Fraud, like any other crime, is common where it profits the fraudster, is easiest to commit, is unlikely to be detected, and where the penalties are least. We will never eliminate scientific fraud completely, but the following measures would help to reduce it:

  • Acceptance by all the players, including government, that the problem exists, is serious, and must be tackled.

  • Support for an independent research culture, with accepted ethical principles for all scientific research - not just for medical research.

  • Detection mechanisms in place, so that there is a high probability of detecting fraud.

  • Adequate protection for whistle blowers.

  • Severe penalties for those found guilty of falsifying data.

  • More methodological detail given in journals - with improved reporting of both the methods used, and the statistical analysis carried out.
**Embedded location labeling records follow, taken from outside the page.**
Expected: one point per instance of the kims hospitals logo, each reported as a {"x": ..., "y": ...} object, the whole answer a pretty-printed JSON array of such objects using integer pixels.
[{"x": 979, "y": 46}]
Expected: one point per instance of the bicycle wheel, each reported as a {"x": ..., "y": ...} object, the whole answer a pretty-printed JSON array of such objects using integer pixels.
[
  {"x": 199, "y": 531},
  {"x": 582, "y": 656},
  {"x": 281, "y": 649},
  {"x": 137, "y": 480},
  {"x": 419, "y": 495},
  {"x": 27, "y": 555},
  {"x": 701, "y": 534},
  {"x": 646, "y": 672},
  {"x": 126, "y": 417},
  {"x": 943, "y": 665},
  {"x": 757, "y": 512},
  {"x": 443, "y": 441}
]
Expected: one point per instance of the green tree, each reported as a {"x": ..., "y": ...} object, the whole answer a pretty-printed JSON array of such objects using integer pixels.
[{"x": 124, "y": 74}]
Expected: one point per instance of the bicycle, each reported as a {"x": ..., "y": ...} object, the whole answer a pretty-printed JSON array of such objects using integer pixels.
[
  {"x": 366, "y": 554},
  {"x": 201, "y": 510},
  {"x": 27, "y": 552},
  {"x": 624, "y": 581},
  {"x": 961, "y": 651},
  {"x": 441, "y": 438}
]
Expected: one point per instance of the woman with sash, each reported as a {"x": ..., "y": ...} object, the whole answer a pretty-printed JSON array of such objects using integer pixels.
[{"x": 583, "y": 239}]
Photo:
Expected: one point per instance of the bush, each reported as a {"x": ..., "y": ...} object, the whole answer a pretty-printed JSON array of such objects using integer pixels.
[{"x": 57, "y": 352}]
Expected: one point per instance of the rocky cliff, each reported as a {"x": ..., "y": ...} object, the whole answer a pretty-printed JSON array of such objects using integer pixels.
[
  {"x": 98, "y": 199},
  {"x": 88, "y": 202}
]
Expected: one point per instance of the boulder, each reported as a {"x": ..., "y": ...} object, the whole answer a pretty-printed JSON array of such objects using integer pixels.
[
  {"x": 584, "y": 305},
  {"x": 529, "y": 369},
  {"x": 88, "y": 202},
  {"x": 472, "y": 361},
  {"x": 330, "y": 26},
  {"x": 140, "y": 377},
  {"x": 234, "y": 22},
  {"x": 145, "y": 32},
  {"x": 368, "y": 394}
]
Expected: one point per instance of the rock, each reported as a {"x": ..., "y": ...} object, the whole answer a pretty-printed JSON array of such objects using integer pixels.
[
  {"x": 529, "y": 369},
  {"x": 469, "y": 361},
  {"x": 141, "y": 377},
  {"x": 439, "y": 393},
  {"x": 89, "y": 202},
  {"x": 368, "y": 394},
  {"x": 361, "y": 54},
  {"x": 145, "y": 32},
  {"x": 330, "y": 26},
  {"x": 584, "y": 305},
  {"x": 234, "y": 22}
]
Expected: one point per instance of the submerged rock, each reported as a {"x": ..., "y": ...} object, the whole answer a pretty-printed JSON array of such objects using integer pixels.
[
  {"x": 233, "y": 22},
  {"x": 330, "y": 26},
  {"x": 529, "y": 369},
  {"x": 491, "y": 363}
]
In the real world, unfortunately, very few of these are likely in the foreseeable future. Given which, if you do not wish to be defrauded, it is wise to assume that whatever you read may be subject to some form of intentional bias - if only to the extent that it is much easier to publish material that conforms to prevailing opinion and expectations. In particular, do remember that a number of people make a career out of intentionally biasing information - although they call it 'influencing public opinion' - and the interests they serve are not to be underestimated.

For individual scientists reading the work of other scientists, Montori et al. (2005) recently gave some useful (if somewhat controversial) advice - namely to only read the methods and results sections of a paper and bypass the discussion section. This was to avoid being influenced by the author's misleading conclusions from the work. His views, not surprisingly, led to protests from several contributors to the journal. The best of these was from Penston (2005) who felt that discussions should be read - so that misleading claims could be identified and broadcast loudly, because they signal doubts about the entire study.

Perhaps the best advice we can give is 'Be suspicious always' - when you are reading the literature, when you get data from technicians, and when you co-author work with other scientists. Random errors and mistakes are relatively easy to allow for, intentional bias is not!